Lucy’s face was the saddest he had ever seen.
“Not likely to find her alive, unfortunately,” she said softly. “As you’ve already heard, everyone who’s part of my family, everyone I love, has a tendency to die on me.”
11:14
PM
At the edge of the Flood Zone
It only took
seven minutes for Ace to get to the controlled zone, the area from the riverfront halfway up to Tree Hill Park, away from the quaint streets of the resort-like village of Obergrande to the residential area north of the park. The damaged area had already been cordoned off with saw horses and emergency tape, and contained more than eleven city blocks.
Obergrande was a community that gradually rose in a slanted elevation from the lake and riverfront, with the streets along the water rising in a stepped pattern, into the hillier parts of the village and town, until it met the steep hills of High Street and the Overlook, a cliff-like formation from which the town and its lake could be viewed fifty feet above the elevation of the city proper. Until the flood, the area beyond High Street had always been seen as a less desirable part of town, separated as it was from the flat lands.
Today, its height and slant made it seem to be the luckiest area of Obergrande.
Lucy’s house was just one street into the zone from the middle of town. She and Ace came to the barriers and stopped.
Throughout the zone, National Guardsmen, first responders and Red Cross staff were searching homes, particularly those closer to the waterfront that were still largely under water.
Ace had brought an electric lantern in addition to his flashlight, the batteries of which he had replaced upon getting out of the car. He followed Lucy to the barriers as she slowly came to a halt, staring at the disaster area.
A National Guardsman, a corporal, was patrolling the barricades.
“Are we going to be able to get in?” she asked nervously.

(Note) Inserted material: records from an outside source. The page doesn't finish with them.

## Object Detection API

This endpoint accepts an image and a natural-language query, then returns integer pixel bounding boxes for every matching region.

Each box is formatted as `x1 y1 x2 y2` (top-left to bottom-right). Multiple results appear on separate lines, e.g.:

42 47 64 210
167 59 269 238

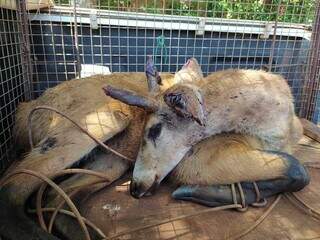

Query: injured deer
0 59 309 239
104 64 309 207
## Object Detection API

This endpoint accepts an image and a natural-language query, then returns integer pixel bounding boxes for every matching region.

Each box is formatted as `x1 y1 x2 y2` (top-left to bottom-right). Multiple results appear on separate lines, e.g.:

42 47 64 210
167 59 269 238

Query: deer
0 59 308 239
0 58 202 239
104 63 310 208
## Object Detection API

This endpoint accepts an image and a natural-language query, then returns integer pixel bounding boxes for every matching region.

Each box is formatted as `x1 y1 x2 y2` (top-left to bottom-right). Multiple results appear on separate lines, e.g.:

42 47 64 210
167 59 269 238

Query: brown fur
125 70 302 196
7 73 173 204
0 64 301 239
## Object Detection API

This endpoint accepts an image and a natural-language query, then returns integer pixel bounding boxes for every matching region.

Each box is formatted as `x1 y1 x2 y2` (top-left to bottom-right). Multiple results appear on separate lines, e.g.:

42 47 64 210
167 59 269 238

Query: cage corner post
16 0 34 101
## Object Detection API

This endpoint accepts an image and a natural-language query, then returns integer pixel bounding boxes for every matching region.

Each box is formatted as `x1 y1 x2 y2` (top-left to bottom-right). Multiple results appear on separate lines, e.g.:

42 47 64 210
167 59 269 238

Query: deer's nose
130 177 159 198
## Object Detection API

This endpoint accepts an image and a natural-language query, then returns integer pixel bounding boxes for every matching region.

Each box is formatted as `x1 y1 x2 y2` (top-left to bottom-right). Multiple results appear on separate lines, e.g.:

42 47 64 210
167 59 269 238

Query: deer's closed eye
148 123 162 141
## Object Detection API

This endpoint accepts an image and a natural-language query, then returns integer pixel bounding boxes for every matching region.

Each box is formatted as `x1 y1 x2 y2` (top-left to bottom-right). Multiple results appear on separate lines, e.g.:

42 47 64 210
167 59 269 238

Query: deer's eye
148 123 162 141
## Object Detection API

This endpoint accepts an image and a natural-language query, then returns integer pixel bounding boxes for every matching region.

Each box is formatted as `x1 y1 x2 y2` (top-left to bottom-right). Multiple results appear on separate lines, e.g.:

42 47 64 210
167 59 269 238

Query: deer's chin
130 177 160 198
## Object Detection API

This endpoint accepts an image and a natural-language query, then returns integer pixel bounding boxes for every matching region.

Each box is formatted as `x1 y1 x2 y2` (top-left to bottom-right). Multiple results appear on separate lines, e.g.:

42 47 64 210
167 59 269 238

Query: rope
228 194 281 240
36 168 109 233
27 106 134 162
251 182 268 207
28 208 106 238
0 169 91 240
106 204 242 240
284 193 320 220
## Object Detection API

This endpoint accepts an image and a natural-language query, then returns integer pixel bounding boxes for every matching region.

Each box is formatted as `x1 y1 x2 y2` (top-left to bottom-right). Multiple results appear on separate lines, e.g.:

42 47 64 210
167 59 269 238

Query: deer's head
104 56 206 198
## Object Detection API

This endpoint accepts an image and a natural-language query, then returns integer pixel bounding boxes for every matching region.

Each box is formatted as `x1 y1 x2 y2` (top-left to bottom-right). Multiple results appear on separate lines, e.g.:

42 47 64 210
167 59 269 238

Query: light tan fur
133 70 302 194
1 63 302 240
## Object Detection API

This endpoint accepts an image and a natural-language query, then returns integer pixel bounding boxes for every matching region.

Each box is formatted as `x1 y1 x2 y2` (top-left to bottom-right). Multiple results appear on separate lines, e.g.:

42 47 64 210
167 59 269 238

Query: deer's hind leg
172 152 310 207
172 137 310 206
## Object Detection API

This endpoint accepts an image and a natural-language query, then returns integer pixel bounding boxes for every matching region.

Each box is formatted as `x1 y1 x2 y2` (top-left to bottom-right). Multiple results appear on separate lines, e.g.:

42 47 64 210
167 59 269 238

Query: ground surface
80 137 320 240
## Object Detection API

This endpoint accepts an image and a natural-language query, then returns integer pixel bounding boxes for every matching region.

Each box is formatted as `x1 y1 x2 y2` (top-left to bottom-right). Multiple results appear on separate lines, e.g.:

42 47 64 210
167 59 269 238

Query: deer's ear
163 84 207 126
102 85 158 112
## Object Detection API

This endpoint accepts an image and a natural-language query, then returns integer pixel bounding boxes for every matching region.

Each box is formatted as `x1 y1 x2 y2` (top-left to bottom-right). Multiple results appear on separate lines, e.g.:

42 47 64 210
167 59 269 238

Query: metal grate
0 0 320 171
0 1 30 173
23 0 318 119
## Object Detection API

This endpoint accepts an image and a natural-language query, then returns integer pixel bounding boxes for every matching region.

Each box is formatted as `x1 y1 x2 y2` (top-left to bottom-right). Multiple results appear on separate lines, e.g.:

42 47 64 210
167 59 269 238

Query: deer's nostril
130 180 142 198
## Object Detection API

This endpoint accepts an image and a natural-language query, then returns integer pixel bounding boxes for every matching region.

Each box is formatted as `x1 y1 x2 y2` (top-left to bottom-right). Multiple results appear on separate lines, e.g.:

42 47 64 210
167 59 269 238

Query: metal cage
0 0 320 172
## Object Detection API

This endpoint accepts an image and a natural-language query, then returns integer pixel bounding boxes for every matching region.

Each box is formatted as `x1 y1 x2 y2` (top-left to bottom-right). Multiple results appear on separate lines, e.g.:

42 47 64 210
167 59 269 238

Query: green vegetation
55 0 317 24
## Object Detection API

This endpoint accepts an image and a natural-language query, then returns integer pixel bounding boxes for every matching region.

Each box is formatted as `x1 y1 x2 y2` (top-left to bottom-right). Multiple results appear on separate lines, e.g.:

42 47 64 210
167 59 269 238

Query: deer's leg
172 152 310 207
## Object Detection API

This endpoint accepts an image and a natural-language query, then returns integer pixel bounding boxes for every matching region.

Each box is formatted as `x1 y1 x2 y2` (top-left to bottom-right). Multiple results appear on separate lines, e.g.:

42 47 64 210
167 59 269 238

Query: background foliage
56 0 317 24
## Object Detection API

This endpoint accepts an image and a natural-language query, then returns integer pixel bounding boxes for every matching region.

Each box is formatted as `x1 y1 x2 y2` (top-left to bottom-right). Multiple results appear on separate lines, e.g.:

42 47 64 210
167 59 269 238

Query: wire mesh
0 0 320 172
0 1 30 173
24 0 316 122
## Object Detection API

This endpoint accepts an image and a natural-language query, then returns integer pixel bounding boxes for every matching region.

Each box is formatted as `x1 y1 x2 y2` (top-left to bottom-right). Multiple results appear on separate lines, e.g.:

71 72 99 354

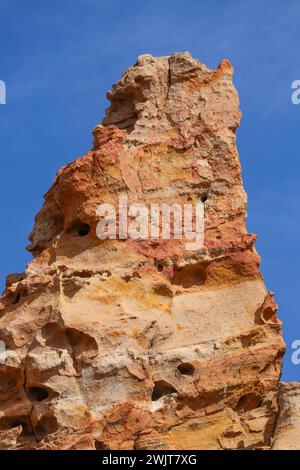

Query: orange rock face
0 53 284 449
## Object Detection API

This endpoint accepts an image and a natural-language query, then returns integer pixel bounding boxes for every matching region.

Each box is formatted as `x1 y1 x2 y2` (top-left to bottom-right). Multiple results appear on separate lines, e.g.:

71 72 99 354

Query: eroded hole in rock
236 393 261 413
66 328 98 358
0 416 32 437
34 416 58 441
151 380 177 401
177 362 195 375
41 323 69 349
156 263 164 273
63 279 82 298
68 220 91 237
154 284 173 297
26 387 49 402
171 263 207 288
2 292 21 306
0 366 23 397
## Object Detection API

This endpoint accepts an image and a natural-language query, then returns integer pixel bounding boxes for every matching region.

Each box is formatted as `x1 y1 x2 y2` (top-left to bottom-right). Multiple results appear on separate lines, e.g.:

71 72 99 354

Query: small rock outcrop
272 382 300 450
0 53 285 450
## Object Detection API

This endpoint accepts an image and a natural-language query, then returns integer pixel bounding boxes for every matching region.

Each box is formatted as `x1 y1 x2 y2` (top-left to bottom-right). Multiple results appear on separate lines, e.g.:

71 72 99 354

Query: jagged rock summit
0 53 284 450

“I believe so. Technically I’m still on duty. And I outrank him.” His face remained straight.
“Ma’am.”
In spite of her nerves, Lucy chuckled.
Ace waited at an opening until the soldier approached, then saluted.
“Sergeant Alex Evans, 3rd Battalion, 105th Infantry, National Guard, Saranac Lake, requesting entry. This is Miss Lucy Sullivan, who requests entry as well, in my company.”
The corporal saluted in return. “Yes, sir. Do you have specific business within the restricted area?”
“Miss Sullivan is a resident of this area, and she wants to make certain that her, er, housemate was evacuated.”
“Her housemate had limited mobility, then, sir?”
Lucy had to turn quickly to keep her face from giving her away.
Ace swallowed. “Yes. Difficulty opening doors.”
“Yes, sir.” The corporal saluted, again. Ace returned the salute, then accompanied Lucy to her house. She leaned close to him when they were out of earshot of the corporal.
“Nice save,” she whispered.
“Sir.”
Ace looked down at her and smiled, but just kept walking.
They traveled through the darkened neighborhood, Lucy moving slowly, in shock at the sight of the once-familiar trees, broken and bent, the houses missing shutters and lawns where no grass remained, only puddles of mud. She could not bring herself to look too closely at the lower streets closer to the river, where most of the buildings were still submerged.
Finally she slowed her steps.
“My house is just up ahead,” she whispered.
“Would you like my arm?” Ace asked, offering it to her.
Lucy wasn’t listening. Instead she was staring ahead in the darkness at two people coming up the street. One was another soldier, dressed in fatigues, walking beside one of her neighbors and colleagues from the school.
Recognizable instantly by the white glowing hair that caught the light from the lantern the soldier was carrying.